I was instantly deflated. How was this happening? I checked every single box that they were looking for. Where did things fall apart?
Never one to let sleeping dogs lie, I decided to roll up my sleeves and do some detective work to find out who had landed those coveted positions. If it wasn’t me with my flawless credentials, then who?
Come to find out, the writing center had hired three new tutors that semester—none of which were any more qualified than I was.
- One landed the job because her financial need was determined to be greater, which made her a better fit for my school’s work-study program.
- Another had a friend who already worked in the writing center and pulled rank for her.
- And, the last one? He scored the gig because he was a male student, and the writing center was busting at the seams with female tutors.
You’d think those facts would’ve provided me at least a little bit of relief, but instead, I became increasingly frustrated.
Sure, I could take comfort in the fact that my rejection obviously wasn’t a knock against my own smarts.
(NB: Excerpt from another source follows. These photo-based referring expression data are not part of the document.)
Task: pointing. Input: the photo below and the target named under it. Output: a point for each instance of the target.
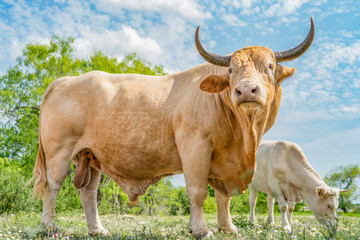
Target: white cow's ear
(344, 190)
(321, 191)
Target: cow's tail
(40, 188)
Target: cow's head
(253, 75)
(325, 204)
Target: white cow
(283, 172)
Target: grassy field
(72, 225)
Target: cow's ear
(215, 83)
(320, 191)
(282, 72)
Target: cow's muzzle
(248, 96)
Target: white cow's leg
(283, 206)
(252, 201)
(195, 156)
(291, 206)
(224, 218)
(88, 197)
(270, 204)
(283, 209)
(57, 168)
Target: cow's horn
(344, 190)
(298, 50)
(209, 56)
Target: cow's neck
(305, 179)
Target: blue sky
(320, 108)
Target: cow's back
(122, 118)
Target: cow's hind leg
(224, 218)
(291, 206)
(88, 195)
(253, 193)
(57, 168)
(270, 205)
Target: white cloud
(117, 42)
(186, 8)
(232, 20)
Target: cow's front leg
(195, 155)
(224, 218)
(88, 197)
(270, 204)
(291, 206)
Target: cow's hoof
(287, 229)
(100, 231)
(49, 227)
(203, 235)
(229, 230)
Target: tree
(22, 87)
(345, 177)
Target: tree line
(21, 90)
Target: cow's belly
(138, 162)
(231, 175)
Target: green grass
(72, 225)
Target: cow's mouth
(249, 105)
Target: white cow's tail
(40, 188)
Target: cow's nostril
(254, 90)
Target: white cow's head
(325, 205)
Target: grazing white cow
(283, 172)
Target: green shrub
(14, 197)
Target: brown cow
(206, 122)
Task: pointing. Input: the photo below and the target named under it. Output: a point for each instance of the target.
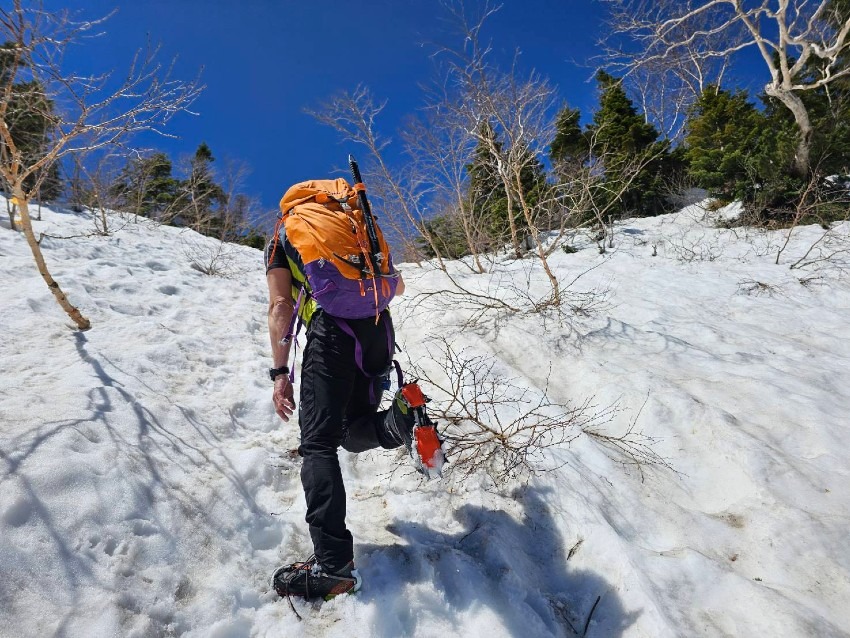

But, it was actually that very fact that really ground my gears: There was absolutely nothing I could’ve done to get that job. Despite being one of the most qualified applicants, nothing I did would’ve made any difference.
It was on that exact day that I learned an important lesson: You can be the most skilled or experienced and still lose out on an opportunity you know that you’re deserving of.
When it comes to our careers, that’s not a concept we talk about too often. There’s this pervasive message that if you just learn enough, network enough, and try enough you’ll eventually reach that pot of gold. But, that’s the discouraging thing. That’s not always the case.
There are so many other factors that come into play. Nobody likes to admit that a huge part of success is actually only attributable to sheer, dumb luck. It’s a rude awakening that forces us to recognize that there’s only so much of our own destinies and achievements that we can control. Being in the right place or meeting the right person at the exact right time is sometimes all it takes to make a world of difference.
So, where does this leave you (and me)? When you know that you were more than worthy of something—and yet, you miss out on it anyway—go ahead and take your moment or two to curse the stars for your misfortune. You can bet I did that very same thing.
After that? Take a deep breath, dust yourself off, and find a way to move on. No, you may not get what you know you deserve. But, if experience has taught me anything, it’s that you’ll end up with something even better.